2000 / 2001 REVIEW & OUTLOOK | Rough Sailing Ahead?

December 31, 2000|JONATHAN PETERSON and STUART SILVERSTEIN | TIMES STAFF WRITERS

No less a figure than the president-elect has been publicly ruminating about the possibility of a recession. But most analysts are less gloomy.

Gibson, for example, remains confident that foreign investors will keep their money in this country despite the declining dollar, because the United States still offers a unique combination of profit and safety. In fact, he regards the weaker dollar as a blessing that could boost U.S. exports by lowering their cost.

At the same time, Gibson sees trouble in the job market, citing a recent climb in the number of people filing initial claims for state jobless benefits. The four-week moving average of claims rose to 347,250 in mid-December, the highest since July 1998, although it declined in the week ended Dec. 23.

And when the economy is downshifting, as it is now, it is at its most vulnerable, he said. "We could be looking at a pretty weak first quarter," he said, "but I'm not sure I'd call it recession."

Computerization May Ease Cycles

Other analysts say it's too soon to play down the beneficial effects of the new economy. The information revolution may not have abolished the business cycle, but it could work to reduce the economy's peaks and valleys.

Recessions often start because businesses misread the marketplace and build up large inventories that they can't sell. They respond by slashing factory orders, and factories then lay off workers.

Many analysts believe that corporate America should be able to navigate more efficiently through such waters because computerized records should allow it to identify inventory buildups sooner.
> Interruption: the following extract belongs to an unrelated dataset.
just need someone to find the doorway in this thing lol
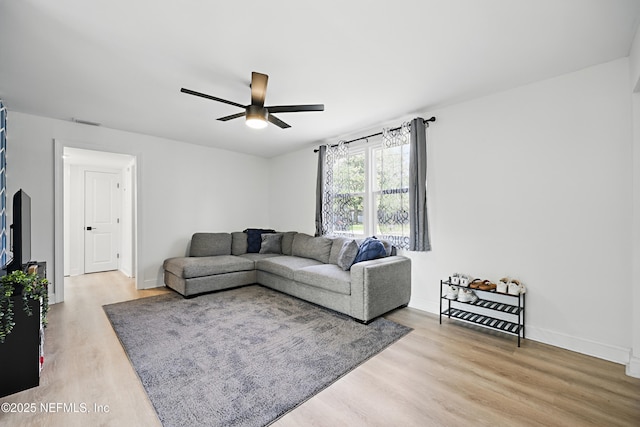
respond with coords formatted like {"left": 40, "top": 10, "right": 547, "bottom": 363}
{"left": 62, "top": 147, "right": 136, "bottom": 283}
"Given the conditions as they are now, the gloom and doom is unwarranted," said Ben Herzon, an economist with Macroeconomic Advisers in St. Louis. His firm predicts a relatively healthy 3% U.S. growth rate next year--compared with this year's 3.6%--and a weak first half followed by more robust growth in the second.

"If we get a rate cut by the Fed, and if we get tax relief by the second half of next year, it certainly doesn't look like it's going to be a recession," Herzon said. "Our modeling of the economy suggests it would take much bigger shocks to get a recession."